21 mars 2024 - 03:00
Immigration : le Québec avant le big business
Par: Le Courrier
Ottawa a offert à une multinationale, la tentaculaire McKinsey, le lucratif mandat de définir de nouveaux seuils migratoires. Le plan s’intitule la Century Initiative. L’opération de communication implacable : la seule manière d’éviter les accusations de racisme est d’augmenter la population totale du Canada de 100 millions d’ici 2100. Pour concocter cette volonté, faite sur mesure pour le big business, Ottawa a combiné l’ignorance des besoins et de la volonté de distinction culturelle du Québec et des Premières Nations au mépris le plus total des capacités d’accueil réalistes. Et cela ne rend même pas service aux futurs nouveaux arrivants.

Une crise d’envergure nous guette et il n’est nullement xénophobe de le souligner. Le nombre d’immigrants temporaires a explosé au Canada dans la dernière année pour atteindre 2,5 millions, a dévoilé Statistique Canada. Il s’agit d’une hausse de 46 % en un an, la plus importante jamais enregistrée.

Au Québec, la population de résidents non permanents a également augmenté de près de 46 % et se chiffre désormais à 470 000 personnes. Cet automne, la ministre de l’Immigration du gouvernement du Québec, Christine Fréchette, a demandé conséquemment à Ottawa de revoir ses seuils d’immigration alors qu’Ottawa souhaite admettre 500 000 immigrants permanents par année dès 2025.

Le Québec et les provinces sont les plus aptes à connaître la réalité du terrain. Tenir compte de leur capacité d’accueil en matière de services de santé, d’éducation, de langue et de logement, c’est une nécessité pour bâtir un modèle d’immigration réussi et garantir que les nouveaux arrivants puissent trouver ici de bonnes conditions de vie.

Ces nouveaux seuils migratoires signifient des conséquences au niveau du logement, un domaine en crise. Les places sont plus que limitées. Un rapport de la Société canadienne d’hypothèques et de logement (SCHL), publié en septembre, estime les besoins en logements additionnels pour l’ensemble du Canada d’ici 2030 à 3,5 millions d’unités supplémentaires, selon le scénario de base. Et ça, uniquement si « la politique d’immigration actuelle prenait bien fin en 2025 ».

Un rapport de cette même SCHL, en 2024, explique la hausse des coûts comme le résultat de la croissance démographique, le solde migratoire ayant plus que doublé au Québec en 2023 avec l’arrivée d’un nombre record de résidents non permanents (nombre net de près de 150 000 nouveaux résidents). La solide reprise de la migration après la pandémie a ainsi contribué au fort rebond de la demande de logements locatifs. En 2023, ce sont 872 000 Québécois qui ont sollicité l’aide alimentaire. Alors qu’un Québécois sur dix n’arrive pas à subvenir à ses besoins alimentaires, l’augmentation du prix des loyers et des hypothèques fait vivre dans la précarité un nombre toujours plus grand de gens.

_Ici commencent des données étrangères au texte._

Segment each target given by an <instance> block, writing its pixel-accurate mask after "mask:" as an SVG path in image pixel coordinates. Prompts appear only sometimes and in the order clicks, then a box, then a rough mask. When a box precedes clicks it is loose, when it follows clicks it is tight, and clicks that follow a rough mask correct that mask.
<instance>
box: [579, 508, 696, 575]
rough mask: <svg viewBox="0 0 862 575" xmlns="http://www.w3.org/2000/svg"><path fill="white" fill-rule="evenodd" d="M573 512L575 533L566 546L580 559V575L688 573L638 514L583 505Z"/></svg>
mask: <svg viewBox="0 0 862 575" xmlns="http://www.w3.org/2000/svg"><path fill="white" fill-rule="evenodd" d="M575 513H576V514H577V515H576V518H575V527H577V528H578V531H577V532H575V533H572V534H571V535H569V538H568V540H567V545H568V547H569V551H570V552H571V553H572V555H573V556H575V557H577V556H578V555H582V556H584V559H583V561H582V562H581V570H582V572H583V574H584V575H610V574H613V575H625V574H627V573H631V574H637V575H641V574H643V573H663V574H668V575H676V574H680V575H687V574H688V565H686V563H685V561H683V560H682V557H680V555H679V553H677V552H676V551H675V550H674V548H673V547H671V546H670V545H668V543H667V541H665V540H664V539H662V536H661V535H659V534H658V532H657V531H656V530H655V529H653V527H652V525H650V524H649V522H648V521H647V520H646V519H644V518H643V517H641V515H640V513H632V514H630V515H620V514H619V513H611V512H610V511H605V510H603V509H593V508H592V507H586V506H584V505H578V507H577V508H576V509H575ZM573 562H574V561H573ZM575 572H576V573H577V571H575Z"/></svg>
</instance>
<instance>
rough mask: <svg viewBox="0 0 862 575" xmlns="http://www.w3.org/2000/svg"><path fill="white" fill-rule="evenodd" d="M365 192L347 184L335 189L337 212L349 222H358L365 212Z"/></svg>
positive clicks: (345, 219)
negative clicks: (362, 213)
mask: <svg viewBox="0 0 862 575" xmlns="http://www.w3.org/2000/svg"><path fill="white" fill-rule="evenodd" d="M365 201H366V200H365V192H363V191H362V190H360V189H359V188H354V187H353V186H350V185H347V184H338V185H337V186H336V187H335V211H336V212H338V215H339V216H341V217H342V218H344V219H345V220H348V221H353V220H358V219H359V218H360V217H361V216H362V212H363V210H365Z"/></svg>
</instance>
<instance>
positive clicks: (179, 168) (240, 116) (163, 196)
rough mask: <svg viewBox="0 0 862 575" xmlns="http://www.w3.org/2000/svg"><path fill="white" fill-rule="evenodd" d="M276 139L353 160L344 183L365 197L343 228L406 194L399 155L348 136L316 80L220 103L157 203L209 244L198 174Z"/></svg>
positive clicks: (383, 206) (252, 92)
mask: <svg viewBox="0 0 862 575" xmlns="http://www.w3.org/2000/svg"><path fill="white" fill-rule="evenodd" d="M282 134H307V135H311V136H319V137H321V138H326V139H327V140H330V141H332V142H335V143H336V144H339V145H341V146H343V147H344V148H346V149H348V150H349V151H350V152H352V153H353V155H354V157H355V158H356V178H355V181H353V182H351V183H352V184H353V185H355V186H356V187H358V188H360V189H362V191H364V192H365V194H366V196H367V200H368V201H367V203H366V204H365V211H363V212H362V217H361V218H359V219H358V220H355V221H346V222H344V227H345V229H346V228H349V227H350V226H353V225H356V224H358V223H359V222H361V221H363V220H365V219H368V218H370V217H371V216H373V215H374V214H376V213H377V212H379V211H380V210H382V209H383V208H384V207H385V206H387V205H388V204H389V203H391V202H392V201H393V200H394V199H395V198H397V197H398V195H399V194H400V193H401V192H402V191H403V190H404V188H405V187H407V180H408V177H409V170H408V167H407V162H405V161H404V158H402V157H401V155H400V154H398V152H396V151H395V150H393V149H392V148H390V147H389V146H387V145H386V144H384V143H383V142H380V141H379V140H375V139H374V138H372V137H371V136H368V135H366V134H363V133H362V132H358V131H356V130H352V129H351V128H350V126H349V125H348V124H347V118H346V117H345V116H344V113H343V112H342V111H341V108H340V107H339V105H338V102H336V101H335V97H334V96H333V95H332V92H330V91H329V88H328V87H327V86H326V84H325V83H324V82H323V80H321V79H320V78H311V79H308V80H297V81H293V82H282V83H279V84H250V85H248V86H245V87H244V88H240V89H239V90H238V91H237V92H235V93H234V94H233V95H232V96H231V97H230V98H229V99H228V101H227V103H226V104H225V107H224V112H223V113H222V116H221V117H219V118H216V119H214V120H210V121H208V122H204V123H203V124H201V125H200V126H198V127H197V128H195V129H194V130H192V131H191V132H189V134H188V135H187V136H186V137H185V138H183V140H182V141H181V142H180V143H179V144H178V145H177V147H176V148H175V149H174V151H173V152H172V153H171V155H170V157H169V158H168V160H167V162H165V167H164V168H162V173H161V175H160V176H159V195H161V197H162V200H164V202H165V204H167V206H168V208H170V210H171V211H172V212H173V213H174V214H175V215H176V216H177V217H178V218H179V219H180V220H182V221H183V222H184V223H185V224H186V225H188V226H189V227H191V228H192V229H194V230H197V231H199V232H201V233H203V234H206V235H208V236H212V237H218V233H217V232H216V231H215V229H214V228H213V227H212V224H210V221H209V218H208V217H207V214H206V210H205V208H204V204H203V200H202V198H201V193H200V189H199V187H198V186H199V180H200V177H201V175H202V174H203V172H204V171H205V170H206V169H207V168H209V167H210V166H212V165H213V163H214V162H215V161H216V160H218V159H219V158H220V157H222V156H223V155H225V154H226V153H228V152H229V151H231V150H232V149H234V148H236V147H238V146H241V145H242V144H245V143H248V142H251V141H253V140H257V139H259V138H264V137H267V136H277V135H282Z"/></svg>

Ces nouveaux seuils migratoires signifient des conséquences au niveau des services publics. Qui dit immigration dit mobilisation de services divers : francisation, éducation, aide juridique, services de garde, aide de dernier recours, services sociaux et soins de santé, logement temporaire, aide de recherche au logement. Tout nouvel arrivant doit pouvoir profiter dignement de ces services. Or, il faut que ces derniers puissent répondre aux attentes. Ottawa prend les immigrants en otage en les lançant sans boussole au milieu de la jungle.

Ces nouveaux seuils migratoires signifient aussi des conséquences culturelles. Le Québec a déjà de la difficulté en matière de francisation de l’immigration. Selon le démographe Alain Bélanger, il faudrait que 90 % des nouveaux arrivants choisissent le français, alors que ce taux est actuellement entre 50 et 60 %. Notre langue est menacée d’extinction. Et il va sans dire qu’Ottawa n’a réalisé aucune étude sur les conséquences de ses cibles sur les dynamiques linguistiques au Québec!

Refusons d’être une communauté parmi d’autres, nous sommes une nation fière. Nous devons avoir la pleine et entière liberté de contrôler nos seuils d’immigration ET la manière dont nous souhaitons aménager la diversité chez nous. La meilleure manière d’éviter la xénophobie est précisément d’assurer une intégration harmonieuse à la nation d’accueil. Pour cela, il faut avoir une vision réaliste et réalisable. Le problème, c’est qu’il y a deux nations, avec des valeurs et des intérêts qui divergent, la nation canadienne et la nation québécoise. La solution, c’est qu’il y ait deux pays.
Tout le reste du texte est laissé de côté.